In connection with the deference policy, Director Mayorkas expressed interest in considering whether there could be changes in the facts relating to a given project that would not necessarily be material to the determination of whether the economic model was reasonable (or as expressed by the Director, whether a “new project” using a “previously approved economic methodology” might not change the “predicate facts” leading to the reasonableness determination. When presented with examples of RFE’s or NOIR’s seemingly issued in contradiction to the “deference policy,” Director Mayorkas invited stakeholders with adjudications that seem inconsistent with the policy to submit their specific concerns to headquarters via the Office of Public Engagement (“OPE”) email address: email@example.com. Similarly, the Director invited stakeholders to submit via the OPE their specific concerns about RFE’s that lack clarity or request information or data that is not or could not reasonably be accessible or obtainable.
In light of the consensus among all participants, including the Director, that the goals of predictability and transparency would best be served by an opportunity for public engagement with the USCIS economists, the Director committed to scheduling such an engagement at the earliest practicable opportunity. He did not anticipate that opportunity would or could be made available prior to the agency’s imminent deadline for many (or all) recipients to respond to “tenant occupancy”-related RFE’s. Director Mayorkas did leave open the possibility that the agency could extend the deadline for response, but he clarified that no such extension would be granted without a clear agency directive to that effect.
Finally, the Director articulated the goal that an engagement with USCIS economists would result in the publication of a “Tip Sheet,” designed to provide practical guidance to applicants that would serve the universal goal of predictability in adjudications. (We do wonder why the Director seems to view the idea of an engagement with the economists as novel, given that nearly all of the extensive commentary published or articulated in the wake of the mass tenant occupancy RFE’s expresses confusion about what specifically the USCIS economists think they are asking for.)
Disturbingly, the Director revealed that the agency has significant concerns about fraud and misrepresentation in EB-5 petitions and applications, and that it is engaging enforcement authorities to assist in maintaining the integrity of the program. We applaud the agency for ensuring that the EB-5 program is reserved for those who are genuinely serving its goals of providing regional economic growth and sustainable employment for U.S. workers. We also recognize that some of the risks of abuse could be lessened with modifications to the petition processes currently prescribed by the regulations. For example, the potential for misrepresentation relating to project details and projected or actual job creation could be greatly curtailed if the projects themselves had legal standing (and therefore control) to make representations about the new commercial enterprise/job creation in connection with the I-526 or I-829.

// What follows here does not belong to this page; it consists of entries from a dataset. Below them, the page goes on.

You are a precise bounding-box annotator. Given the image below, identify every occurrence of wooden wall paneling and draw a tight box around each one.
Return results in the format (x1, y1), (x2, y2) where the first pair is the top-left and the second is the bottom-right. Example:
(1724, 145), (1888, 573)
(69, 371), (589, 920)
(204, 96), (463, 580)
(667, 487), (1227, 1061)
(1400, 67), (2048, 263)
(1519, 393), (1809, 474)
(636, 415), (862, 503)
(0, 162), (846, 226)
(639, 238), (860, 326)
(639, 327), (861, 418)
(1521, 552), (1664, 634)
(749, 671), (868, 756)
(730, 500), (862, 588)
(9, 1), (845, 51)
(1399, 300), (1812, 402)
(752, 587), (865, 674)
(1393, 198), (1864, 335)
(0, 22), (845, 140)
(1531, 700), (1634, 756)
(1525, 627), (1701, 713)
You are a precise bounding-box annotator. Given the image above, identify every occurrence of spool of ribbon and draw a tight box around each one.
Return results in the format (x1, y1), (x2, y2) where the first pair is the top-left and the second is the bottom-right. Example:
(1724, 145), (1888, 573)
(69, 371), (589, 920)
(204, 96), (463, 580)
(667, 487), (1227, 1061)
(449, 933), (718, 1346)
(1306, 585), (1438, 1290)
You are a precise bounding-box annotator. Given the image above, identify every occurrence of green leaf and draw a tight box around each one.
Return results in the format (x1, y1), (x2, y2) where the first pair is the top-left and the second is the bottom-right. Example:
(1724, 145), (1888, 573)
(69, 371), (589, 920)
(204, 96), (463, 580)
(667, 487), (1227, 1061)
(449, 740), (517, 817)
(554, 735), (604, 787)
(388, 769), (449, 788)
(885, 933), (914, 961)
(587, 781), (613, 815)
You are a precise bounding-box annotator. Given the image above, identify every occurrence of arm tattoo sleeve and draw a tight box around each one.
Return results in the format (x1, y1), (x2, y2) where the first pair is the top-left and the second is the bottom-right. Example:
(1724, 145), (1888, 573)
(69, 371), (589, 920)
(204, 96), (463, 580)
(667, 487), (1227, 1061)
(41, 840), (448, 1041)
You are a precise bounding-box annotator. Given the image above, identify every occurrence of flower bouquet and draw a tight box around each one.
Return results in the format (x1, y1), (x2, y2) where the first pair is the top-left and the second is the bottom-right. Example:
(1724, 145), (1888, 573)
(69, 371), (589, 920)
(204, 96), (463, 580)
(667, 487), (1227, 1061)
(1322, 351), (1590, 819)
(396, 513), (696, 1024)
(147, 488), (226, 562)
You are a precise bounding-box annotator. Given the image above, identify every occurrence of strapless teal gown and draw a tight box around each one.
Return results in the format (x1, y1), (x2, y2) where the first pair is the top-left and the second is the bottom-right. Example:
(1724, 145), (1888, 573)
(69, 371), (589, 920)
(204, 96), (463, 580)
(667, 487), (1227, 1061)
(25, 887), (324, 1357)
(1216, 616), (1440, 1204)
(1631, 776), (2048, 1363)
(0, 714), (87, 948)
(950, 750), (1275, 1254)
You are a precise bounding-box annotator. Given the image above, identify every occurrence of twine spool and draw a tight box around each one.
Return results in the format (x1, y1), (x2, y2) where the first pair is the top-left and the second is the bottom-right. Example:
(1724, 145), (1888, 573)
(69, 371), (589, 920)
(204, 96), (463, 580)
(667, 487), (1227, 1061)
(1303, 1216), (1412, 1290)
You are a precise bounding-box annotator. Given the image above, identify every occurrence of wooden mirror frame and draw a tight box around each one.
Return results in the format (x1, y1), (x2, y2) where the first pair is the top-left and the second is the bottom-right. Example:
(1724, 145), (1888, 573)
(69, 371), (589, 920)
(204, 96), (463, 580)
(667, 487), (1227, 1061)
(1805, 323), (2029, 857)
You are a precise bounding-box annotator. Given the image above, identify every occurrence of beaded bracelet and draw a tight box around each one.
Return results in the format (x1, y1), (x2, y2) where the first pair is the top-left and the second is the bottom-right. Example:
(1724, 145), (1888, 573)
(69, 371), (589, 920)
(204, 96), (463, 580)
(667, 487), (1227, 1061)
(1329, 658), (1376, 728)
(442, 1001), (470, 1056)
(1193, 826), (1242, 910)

It was clear at the conclusion of the meeting that there were no new insights to be gleaned regarding what USCIS economists might accept as “reasonable methodologies” where tenant occupancy issues are involved; however, it was clear that the agency continues to be interested in fostering predictability in the program and engaging in meaningful dialogue where adjudication standards seem to conflict with contemporary business realities.